Morris also served as Canada’s first outreach director for the Green Burial Council of North America, which certified the Woodlands at Royal Oak Burial Park in Saanich as the first municipal green burial ground in the country.
Natural or green burial means human remains are returned to the earth to decompose naturally, without embalming, and wrapped in a shroud or placed in a fully biodegradable casket or alternative container.
More recently, he’s defining a new role for himself.
“My heart is really in supporting people at the end of their life and dying,” he said. “So I’m reinventing myself as an end-of-life coach.”
Participants, who were promised confidentiality from organizers, reported varied experiences.
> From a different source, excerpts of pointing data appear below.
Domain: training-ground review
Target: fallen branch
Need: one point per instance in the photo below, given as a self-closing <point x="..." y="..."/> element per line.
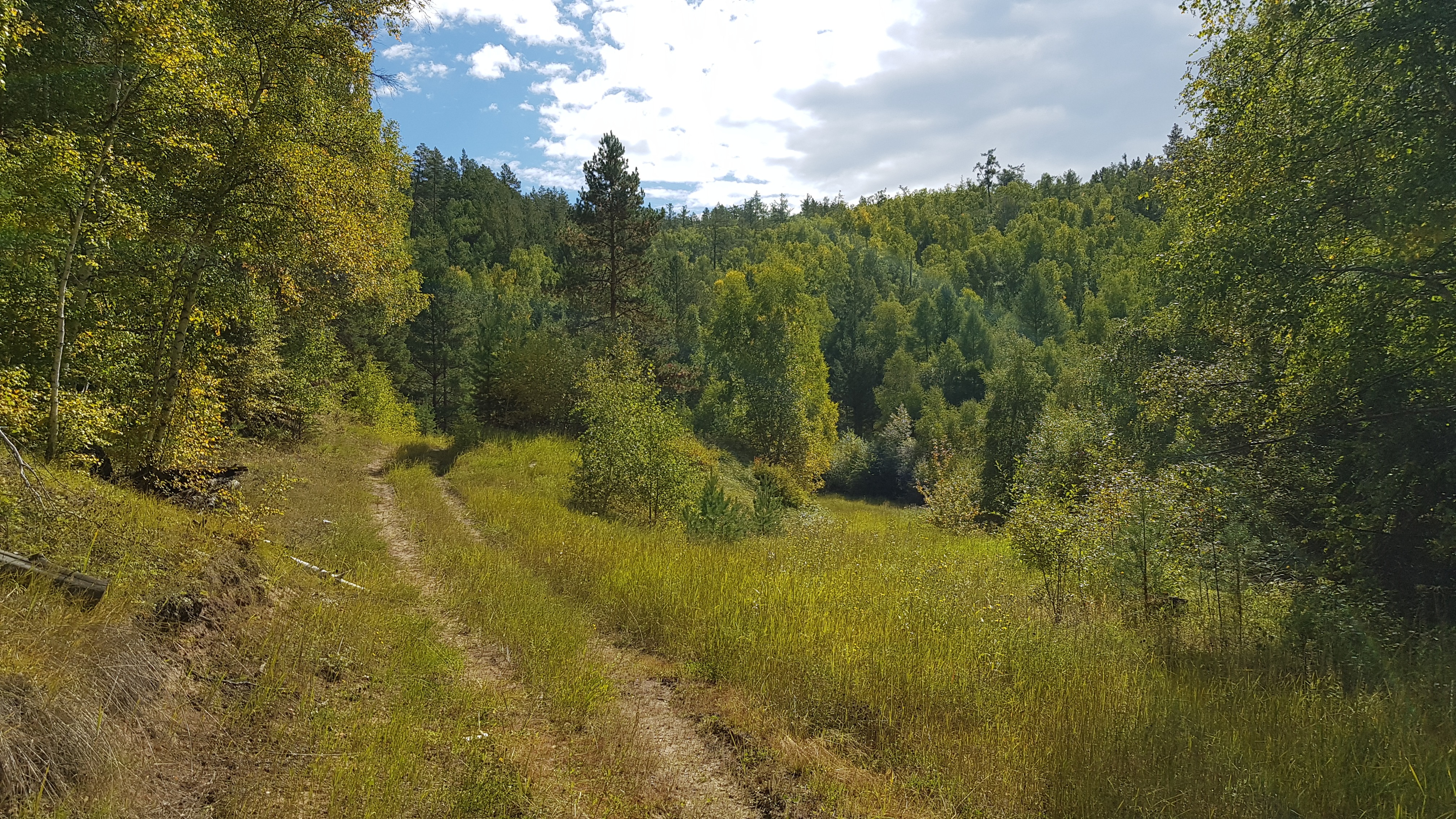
<point x="73" y="582"/>
<point x="335" y="576"/>
<point x="24" y="468"/>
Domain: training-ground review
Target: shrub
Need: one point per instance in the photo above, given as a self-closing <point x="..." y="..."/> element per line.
<point x="635" y="454"/>
<point x="849" y="465"/>
<point x="715" y="516"/>
<point x="1046" y="536"/>
<point x="953" y="492"/>
<point x="780" y="483"/>
<point x="768" y="511"/>
<point x="372" y="395"/>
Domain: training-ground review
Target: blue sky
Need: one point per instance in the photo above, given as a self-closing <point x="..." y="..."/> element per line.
<point x="718" y="100"/>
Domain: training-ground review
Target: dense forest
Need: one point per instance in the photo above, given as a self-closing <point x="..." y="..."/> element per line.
<point x="1241" y="343"/>
<point x="1023" y="496"/>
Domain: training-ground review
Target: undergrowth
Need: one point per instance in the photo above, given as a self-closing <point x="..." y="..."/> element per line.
<point x="931" y="655"/>
<point x="220" y="677"/>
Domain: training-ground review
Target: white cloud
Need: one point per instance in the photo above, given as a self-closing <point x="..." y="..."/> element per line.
<point x="401" y="52"/>
<point x="698" y="94"/>
<point x="491" y="62"/>
<point x="723" y="98"/>
<point x="533" y="21"/>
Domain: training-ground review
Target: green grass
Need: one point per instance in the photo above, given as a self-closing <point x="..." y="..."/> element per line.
<point x="871" y="630"/>
<point x="491" y="592"/>
<point x="303" y="697"/>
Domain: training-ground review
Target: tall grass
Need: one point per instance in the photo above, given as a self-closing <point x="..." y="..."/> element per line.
<point x="356" y="706"/>
<point x="867" y="624"/>
<point x="289" y="697"/>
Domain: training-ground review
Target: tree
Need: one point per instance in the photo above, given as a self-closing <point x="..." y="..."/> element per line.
<point x="765" y="340"/>
<point x="632" y="455"/>
<point x="1040" y="311"/>
<point x="1308" y="340"/>
<point x="612" y="235"/>
<point x="1017" y="391"/>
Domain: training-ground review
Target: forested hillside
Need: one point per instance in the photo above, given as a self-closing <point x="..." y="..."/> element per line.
<point x="196" y="200"/>
<point x="1160" y="464"/>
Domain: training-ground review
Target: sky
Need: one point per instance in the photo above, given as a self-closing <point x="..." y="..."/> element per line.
<point x="721" y="100"/>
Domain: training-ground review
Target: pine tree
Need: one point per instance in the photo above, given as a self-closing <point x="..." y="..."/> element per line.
<point x="612" y="232"/>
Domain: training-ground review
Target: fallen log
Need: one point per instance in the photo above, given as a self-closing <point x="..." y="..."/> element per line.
<point x="70" y="581"/>
<point x="334" y="576"/>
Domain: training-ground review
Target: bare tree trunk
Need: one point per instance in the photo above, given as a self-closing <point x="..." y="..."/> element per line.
<point x="169" y="395"/>
<point x="78" y="219"/>
<point x="53" y="433"/>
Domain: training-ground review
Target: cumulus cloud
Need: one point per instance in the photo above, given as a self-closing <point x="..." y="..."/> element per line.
<point x="717" y="100"/>
<point x="491" y="62"/>
<point x="533" y="21"/>
<point x="1053" y="84"/>
<point x="401" y="52"/>
<point x="698" y="91"/>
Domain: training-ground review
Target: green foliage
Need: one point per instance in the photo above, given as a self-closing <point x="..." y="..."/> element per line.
<point x="370" y="394"/>
<point x="634" y="457"/>
<point x="951" y="489"/>
<point x="1017" y="391"/>
<point x="849" y="465"/>
<point x="715" y="516"/>
<point x="206" y="193"/>
<point x="611" y="235"/>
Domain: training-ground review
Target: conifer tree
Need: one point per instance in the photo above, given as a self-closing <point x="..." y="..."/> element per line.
<point x="612" y="234"/>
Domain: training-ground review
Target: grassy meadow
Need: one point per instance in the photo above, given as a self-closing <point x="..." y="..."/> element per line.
<point x="930" y="659"/>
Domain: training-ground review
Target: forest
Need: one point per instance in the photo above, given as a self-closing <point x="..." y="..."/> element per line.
<point x="1184" y="425"/>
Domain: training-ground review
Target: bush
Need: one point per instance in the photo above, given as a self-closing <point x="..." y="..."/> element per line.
<point x="953" y="492"/>
<point x="370" y="394"/>
<point x="635" y="454"/>
<point x="715" y="516"/>
<point x="780" y="483"/>
<point x="768" y="511"/>
<point x="849" y="465"/>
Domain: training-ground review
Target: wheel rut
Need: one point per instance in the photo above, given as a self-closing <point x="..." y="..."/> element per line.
<point x="686" y="771"/>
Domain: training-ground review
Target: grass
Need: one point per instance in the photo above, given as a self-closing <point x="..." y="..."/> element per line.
<point x="928" y="658"/>
<point x="897" y="670"/>
<point x="292" y="696"/>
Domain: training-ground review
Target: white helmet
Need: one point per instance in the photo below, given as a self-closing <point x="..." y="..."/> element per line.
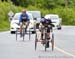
<point x="47" y="17"/>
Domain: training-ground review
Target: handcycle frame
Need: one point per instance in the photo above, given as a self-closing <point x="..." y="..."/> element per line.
<point x="51" y="40"/>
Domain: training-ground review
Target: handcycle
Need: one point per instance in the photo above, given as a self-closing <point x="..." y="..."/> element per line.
<point x="24" y="32"/>
<point x="51" y="40"/>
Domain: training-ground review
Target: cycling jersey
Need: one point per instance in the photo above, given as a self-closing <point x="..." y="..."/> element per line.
<point x="48" y="24"/>
<point x="24" y="17"/>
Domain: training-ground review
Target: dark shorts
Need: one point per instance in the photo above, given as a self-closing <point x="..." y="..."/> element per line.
<point x="48" y="30"/>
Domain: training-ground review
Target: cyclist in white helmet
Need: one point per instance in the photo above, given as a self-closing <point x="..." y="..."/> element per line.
<point x="46" y="22"/>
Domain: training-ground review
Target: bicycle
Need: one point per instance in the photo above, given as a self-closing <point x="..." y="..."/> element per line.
<point x="46" y="40"/>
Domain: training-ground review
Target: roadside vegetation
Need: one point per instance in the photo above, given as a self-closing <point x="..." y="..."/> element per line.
<point x="65" y="10"/>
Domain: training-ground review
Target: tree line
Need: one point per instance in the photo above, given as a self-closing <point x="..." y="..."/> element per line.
<point x="45" y="3"/>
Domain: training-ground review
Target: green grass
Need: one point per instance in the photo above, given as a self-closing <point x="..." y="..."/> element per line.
<point x="5" y="7"/>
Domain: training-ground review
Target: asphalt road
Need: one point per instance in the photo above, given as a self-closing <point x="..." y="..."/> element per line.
<point x="64" y="46"/>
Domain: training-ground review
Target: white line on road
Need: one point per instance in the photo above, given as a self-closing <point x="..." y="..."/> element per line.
<point x="65" y="52"/>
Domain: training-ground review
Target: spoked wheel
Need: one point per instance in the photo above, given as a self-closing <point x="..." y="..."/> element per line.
<point x="52" y="41"/>
<point x="16" y="35"/>
<point x="36" y="41"/>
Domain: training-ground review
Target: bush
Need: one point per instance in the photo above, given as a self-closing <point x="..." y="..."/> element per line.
<point x="5" y="7"/>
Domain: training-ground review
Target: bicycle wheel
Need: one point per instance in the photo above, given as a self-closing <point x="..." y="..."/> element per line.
<point x="52" y="41"/>
<point x="36" y="41"/>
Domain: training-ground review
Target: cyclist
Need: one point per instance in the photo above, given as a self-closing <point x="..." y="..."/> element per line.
<point x="24" y="20"/>
<point x="46" y="22"/>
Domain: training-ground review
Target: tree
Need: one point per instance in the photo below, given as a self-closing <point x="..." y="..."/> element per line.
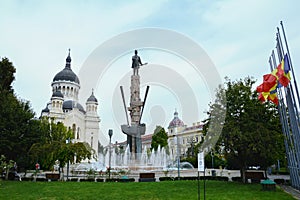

“I really didn’t know what to expect,” said one woman. “It’s very interesting because in relating your thoughts, experiences — whatever — I think you’ll find many people are the same. It just doesn’t happen in social company. So this was lovely and easy.”
Another woman said the death café was a safe setting to explore upsetting feelings. She cried when she shared with her group her fears of losing a friend.
“I realized there was something that was bothering me. But in this very nurturing environment, I was able to speak about it.”
Participants were also invited to write any painful memory, emotion or thought that arose on a piece of paper. The papers were burned in a clay urn at the end of the discussions.
“So there’s this ritual of letting go through writing and burning this thing,” Morris said. “I’m trying to make it as healing as possible.”
The church plans to host monthly death cafés as part of its Oneness Wednesday series for the next six months. And the model is already spreading.
One attendee at last week’s event who heard of it for the first time that day said he now plans to replicate the model in Courtenay in the new year. Dale Presly is a hypnotherapist who hosts similar workshops as a volunteer with hospice.
“People are dying anyway, but we don’t often get together to discuss our shared experiences,” Presly said.
“I think that’s really what it’s all about, is sharing your experience and realizing you’re not alone. And when you know you’re not alone, the fear drops. And when the fear drops, then everything changes. That part, alone, is so gratifying to see.”
Morris also said that if there is enough demand, he would like to bring it to other venues around Victoria — from community centres to other churches and schools.
“My intuition tells me the culture is hungry for this,” he said.